During the defamation trial against actress Amber Heard, TMZ was a point of discussion. Lawyer Camille Vasquez, representing Depp, said Heard gave TMZ a video of Johnny Depp being agitated and slamming cupboards a day before the temporary restraining order (TRO) was filed. Vasquez also pointed out that TMZ had been alerted of the alleged abuse and the upcoming divorce in 2016. Heard said in her deposition that TMZ had been alerted. On May 24, 2022, TMZ, through EHM Productions Inc, filed an Emergency Motion to prevent a former employee from testifying in the case. The motion was denied and Morgan Tremaine, the former TMZ employee, gave testimony.

===Death of Liam Payne===
On October 16, 2024, after the death of English singer and former One Direction member Liam Payne, TMZ drew controversy for posting pictures of the identifying tattoos on his dead body as well as the scene of the hotel in Buenos Aires, Argentina. This sparked outrage on social media, including from Canadian singer Alessia Cara and English media personality Rylan Clark. The photos were taken down after the backlash.

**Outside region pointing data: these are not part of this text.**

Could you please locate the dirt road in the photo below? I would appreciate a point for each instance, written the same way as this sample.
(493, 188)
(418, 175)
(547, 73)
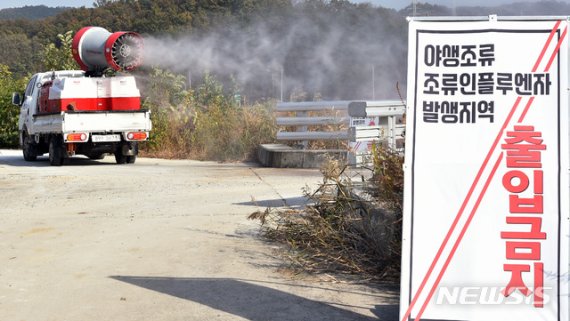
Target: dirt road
(158, 240)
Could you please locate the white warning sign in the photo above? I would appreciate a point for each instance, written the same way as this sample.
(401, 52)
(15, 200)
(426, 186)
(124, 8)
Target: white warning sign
(486, 205)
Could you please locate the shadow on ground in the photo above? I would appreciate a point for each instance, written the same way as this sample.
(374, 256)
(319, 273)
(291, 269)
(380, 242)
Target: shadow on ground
(247, 300)
(43, 161)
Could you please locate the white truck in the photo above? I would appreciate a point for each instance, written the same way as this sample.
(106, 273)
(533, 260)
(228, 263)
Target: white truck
(65, 113)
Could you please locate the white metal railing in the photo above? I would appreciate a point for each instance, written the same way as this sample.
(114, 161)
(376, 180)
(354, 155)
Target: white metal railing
(301, 121)
(374, 121)
(367, 122)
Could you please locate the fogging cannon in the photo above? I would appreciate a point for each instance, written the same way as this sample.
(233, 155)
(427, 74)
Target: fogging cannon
(95, 49)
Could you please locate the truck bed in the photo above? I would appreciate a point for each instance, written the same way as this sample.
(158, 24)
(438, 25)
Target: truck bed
(93, 122)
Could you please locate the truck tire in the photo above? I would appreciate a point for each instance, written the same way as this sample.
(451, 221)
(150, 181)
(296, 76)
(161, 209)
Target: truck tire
(29, 148)
(56, 156)
(97, 156)
(120, 158)
(127, 148)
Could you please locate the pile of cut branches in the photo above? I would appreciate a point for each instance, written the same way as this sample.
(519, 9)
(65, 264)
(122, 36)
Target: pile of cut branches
(352, 227)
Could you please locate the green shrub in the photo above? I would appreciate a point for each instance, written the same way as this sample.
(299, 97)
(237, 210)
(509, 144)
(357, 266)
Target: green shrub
(206, 123)
(8, 112)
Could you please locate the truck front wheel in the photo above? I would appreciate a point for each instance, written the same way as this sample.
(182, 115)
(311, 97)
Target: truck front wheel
(56, 151)
(29, 148)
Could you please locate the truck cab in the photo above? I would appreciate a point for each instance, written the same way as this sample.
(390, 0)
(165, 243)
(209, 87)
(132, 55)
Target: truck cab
(64, 113)
(69, 112)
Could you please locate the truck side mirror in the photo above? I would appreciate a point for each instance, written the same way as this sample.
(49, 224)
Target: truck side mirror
(17, 99)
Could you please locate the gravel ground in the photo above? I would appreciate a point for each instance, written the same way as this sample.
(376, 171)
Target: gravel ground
(158, 240)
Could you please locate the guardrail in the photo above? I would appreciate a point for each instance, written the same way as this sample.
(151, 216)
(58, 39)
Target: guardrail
(301, 121)
(366, 122)
(374, 121)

===Assassination of Charlie Kirk===
On September 10, 2025, loud cheering and clapping could be heard in the TMZ newsroom during a live report about the shooting of Charlie Kirk, seconds before Harvey Levin announced that Kirk had died. Clips were widely shared on social media and TMZ was heavily criticized. TMZ later apologized for the "tone deaf laughter" but said the employees were watching a car chase, not reacting to Kirk's death.

===False news===
==== John F. Kennedy ====
In what The Smoking Gun called "a colossal screw-up", in 2009 TMZ published an "exclusive" picture on their website of a man purported to be John F. Kennedy on a ship with several naked women that could have "changed history" had it come out during his presidential campaign. Despite having a Photoshop expert proclaim the picture "authentic", it was later found not to have been of Kennedy. It was part of a 1967 Playboy photoshoot, Playboy representatives confirmed.

==== Lil Wayne ====
On March 15, 2013, members of TMZ's staff claimed that they had learned rapper Lil Wayne was in "unstable" condition after being hospitalized following a seizure and that the then 30-year-old rapper had been placed in an induced coma and was breathing through tubes. Soon afterward, Birdman wrote on his Twitter account that Wayne was healthy enough to be released from the hospital. Approximately one hour after these messages were posted, Wayne himself tweeted that he was fine.

==== Jerry Lee Lewis ====

On October 26, 2022, TMZ incorrectly reported that rock n' roll and country musician Jerry Lee Lewis had died; it issued a correction a few hours later. A CBS affiliate in Sacramento also reported the false news. Lewis died two days later.

====Beyoncé at DNC====
On August 22, 2024, TMZ incorrectly reported that Beyoncé would appear on the final night of the 2024 Democratic National Convention. The report was widely shared. Later that night, a representative for Beyoncé said she had never been scheduled to be at the DNC and that the report was false. After the convention, TMZ acknowledged "we got this one wrong" and was widely mocked on social media.